Active Sites and Induction Period of Fe/ZSM-5 Catalyst in Methane Dehydroaromatization

Fe/ZSM-5 is a potential methane dehydroaromatization (MDA) catalyst in addition to Mo/ZSM-5. In this study, Fe/ZSM-5 catalysts are prepared via a grinding synthesis method (GSM) using Na2FeO4 as the iron precursor. Iron species in the obtained catalysts are presented mainly as isolated or low-polymerized sites in zeolite cationic exchange positions and pores/channels, generating strong metal–support interactions.
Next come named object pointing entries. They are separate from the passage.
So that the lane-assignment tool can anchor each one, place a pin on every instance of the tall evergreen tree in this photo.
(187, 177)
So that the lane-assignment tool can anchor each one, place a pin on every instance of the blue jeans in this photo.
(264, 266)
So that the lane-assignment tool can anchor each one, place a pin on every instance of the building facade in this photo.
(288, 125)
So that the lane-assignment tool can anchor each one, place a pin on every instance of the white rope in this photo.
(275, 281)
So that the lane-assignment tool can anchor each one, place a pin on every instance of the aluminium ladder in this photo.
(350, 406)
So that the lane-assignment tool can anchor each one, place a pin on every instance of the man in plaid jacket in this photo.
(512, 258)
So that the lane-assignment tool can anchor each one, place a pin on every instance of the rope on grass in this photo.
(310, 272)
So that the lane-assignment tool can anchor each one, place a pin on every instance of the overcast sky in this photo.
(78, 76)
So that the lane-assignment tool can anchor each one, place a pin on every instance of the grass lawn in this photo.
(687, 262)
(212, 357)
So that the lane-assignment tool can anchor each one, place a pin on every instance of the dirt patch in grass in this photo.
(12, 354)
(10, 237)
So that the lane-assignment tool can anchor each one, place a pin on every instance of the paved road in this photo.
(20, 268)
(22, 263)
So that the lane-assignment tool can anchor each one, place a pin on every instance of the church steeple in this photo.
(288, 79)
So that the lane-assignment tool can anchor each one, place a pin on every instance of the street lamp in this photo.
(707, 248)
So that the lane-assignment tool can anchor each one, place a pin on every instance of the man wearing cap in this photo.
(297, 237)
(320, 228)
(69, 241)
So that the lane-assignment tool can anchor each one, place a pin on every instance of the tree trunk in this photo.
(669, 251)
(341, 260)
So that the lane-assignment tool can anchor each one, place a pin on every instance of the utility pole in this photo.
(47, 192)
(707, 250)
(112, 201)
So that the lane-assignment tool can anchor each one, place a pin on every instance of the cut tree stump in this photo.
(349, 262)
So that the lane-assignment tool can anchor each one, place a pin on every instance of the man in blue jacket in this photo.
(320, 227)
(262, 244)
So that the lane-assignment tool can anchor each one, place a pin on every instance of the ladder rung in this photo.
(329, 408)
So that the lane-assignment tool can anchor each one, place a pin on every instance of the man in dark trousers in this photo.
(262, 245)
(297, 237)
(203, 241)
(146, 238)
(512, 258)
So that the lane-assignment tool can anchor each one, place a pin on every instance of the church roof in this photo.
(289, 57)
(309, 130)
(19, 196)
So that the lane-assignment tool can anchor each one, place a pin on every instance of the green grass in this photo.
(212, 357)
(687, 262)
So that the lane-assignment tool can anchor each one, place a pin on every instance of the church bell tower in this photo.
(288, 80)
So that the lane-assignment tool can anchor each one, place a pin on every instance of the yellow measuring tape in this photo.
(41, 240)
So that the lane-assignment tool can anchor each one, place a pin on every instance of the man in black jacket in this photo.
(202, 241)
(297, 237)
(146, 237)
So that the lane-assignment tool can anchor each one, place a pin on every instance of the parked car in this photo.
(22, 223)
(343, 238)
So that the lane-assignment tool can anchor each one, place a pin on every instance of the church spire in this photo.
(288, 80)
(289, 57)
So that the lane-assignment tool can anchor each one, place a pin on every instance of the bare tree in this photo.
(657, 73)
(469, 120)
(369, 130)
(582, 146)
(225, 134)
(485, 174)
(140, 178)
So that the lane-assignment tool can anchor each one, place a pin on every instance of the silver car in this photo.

These iron species are found to be highly resistant to the reduction and carburization of methane in the MDA reaction, which contradicts common Fe/ZSM-5 catalysts. The rapid formation of active iron suboxides (highly dispersed FeO, Fe3O4 or FeOx) together with the fast generation of hydrocarbon pool species inside zeolite channels considerably shorten the induction period. Owing to the strong metal–support interaction, the formed iron suboxides could also withstand sintering/agglomeration and inhibit coke accumulation on the external catalyst surface during reaction. While for Fe/ZSM-5 catalysts prepared by the conventional impregnation method, the iron oxides remain principally at the external surface as big clusters/particles with weak metal–support interaction, which then undergo complete reduction and carburization during MDA reaction. The slow formation of active iron carbides and subsequent slow generation of hydrocarbon pool species result in a longer induction period. Moreover, complete dehydrogenation of methane takes place on the iron carbides at the outmost surface of the catalyst, causing massive coke accumulation. Hence, the shortened induction period together with higher coking resistance of GSM Fe/ZSM-5 provide more thought to the design of iron-based MDA catalysts.